The set is perfect for a fantasy, concocted at what became the end of the Age of Emperors and Empresses, about the struggle of those above and within this earthly realm to achieve happiness through marriage and childbirth. Over 100 years after its Dresden premiere with future rivals Maria Jeritza and Lotte Lehmann as the Empress and Dyer’s Wife, respectively, the story resonates for modern audiences.
In some ways, Frau might serve as a morality play for those who agree with its premises and have the ability to follow its occasionally unfathomable plot. (San Francisco Opera performed the version cut by conductor Karl Böhm and sanctioned by Strauss himself, but it’s doubtful that restoring those cuts would have made the convoluted tale any easier to comprehend.) When the five unborn children, symbolized by little fishes, cry for their mother as they are thrown into a frying pan and set on the fire, it’s not hard to imagine someone declaring, “See, I told you so.” Nonetheless, given how explicit the opera is about what happens when men and women take to the same bed, it’s doubtful Frau would pass muster as suitable for family audiences in today’s censorial climate.
Strauss’ vocal lines for the opera’s three female leads are so demanding that few singers can negotiate them successfully. Here, Linda Watson’s Nurse was most successful. Once a notable Brünnhilde, Watson triumphantly melded the steadiness and strength of a prime Wagnerian with the harshness of tone and lowering of range that have come with age. It’s a voice ideal for the Empress’ evil nurse — or Clytemnestra in Elektra or Herodias in Salome — and Watson wielded it with relish. Allied with facial expressions appropriately exaggerated by the black diagonal marks of Jeanna Parham’s excellent makeup, she was magnificent.

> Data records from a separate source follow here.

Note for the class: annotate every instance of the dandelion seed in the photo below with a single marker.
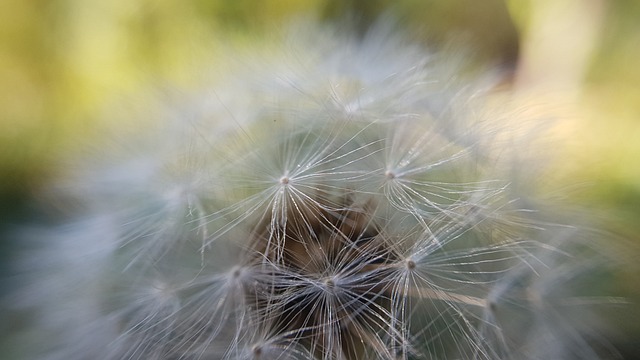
(350, 218)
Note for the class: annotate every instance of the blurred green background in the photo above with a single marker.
(62, 62)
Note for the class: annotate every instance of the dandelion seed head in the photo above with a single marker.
(347, 212)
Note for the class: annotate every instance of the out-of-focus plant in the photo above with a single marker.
(336, 197)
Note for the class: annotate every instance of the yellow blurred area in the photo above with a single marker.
(63, 61)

As the Empress, Camilla Nylund looked wonderful, moved with regal dignity, and, when appropriate, radiated compassion. Although every note of the role was within her grasp, and she fearlessly negotiated its frighteningly huge multi-octave plunges and leaps with glistening tone, her vocal production came at the cost of an intrusive wobble that extended from the middle to all but the highest notes in her considerable range.
During the final curtain calls, Nina Stemme, who sang the Dyer’s Wife, received the company’s highest award, the San Francisco Opera Medal, from general director Matthew Shilvock. Stemme coped fairly well in Act I, placing her highest notes carefully. But by the final act, her tone had grown shrill, and her final high note devolved into an inappropriate scream. Blessed with an instrument that remains admirably steady, with narrow vibrato, the time is ripe for this treasured artist to explore new repertoire.
For the two male leads, however, Frau proved a triumph. As the Dyer Barak, Johan Reuter only grew in magnificence as the opera progressed. His voice was gorgeous, strong, even, and fully up to the task. Every aspect of his character as a hard-working, devoted, loyal, and extremely compassionate man came to the fore. His memorable outburst when, to his wife at least, he finally proved his masculinity was only one of countless instances when he demonstrated great artistry.
As the Emperor, David Butt Philip seemed equally tireless. His voice and appearance are youthful and attractive, and the way he carries himself is a joy to watch. How wonderful to encounter an Emperor who does not strain on high. Perhaps other heldentenors create a more self-absorbed and selfish character, but I, for one, was grateful for what Philip gave.
Runnicles was ideal as a conductor fearless of propulsion yet respectful of his singers and the more tender parts of the score. The cataclysmic outburst that ends Act II virtually knocked many audience members out of their seats. Bravo to him, chorus director John Keene, and everyone who sang onstage. That includes the 10 singing Adler Fellows who study as San Francisco Opera apprentice artists. To single out but one, Olivia Smith seemed perfectly suited to be The Voice of the Falcon.
Director Roy Rallo must be credited for the superb acting and staging seen at the opener. Everyone moved as a singing actor, with countless opportunities for operatic expression explored.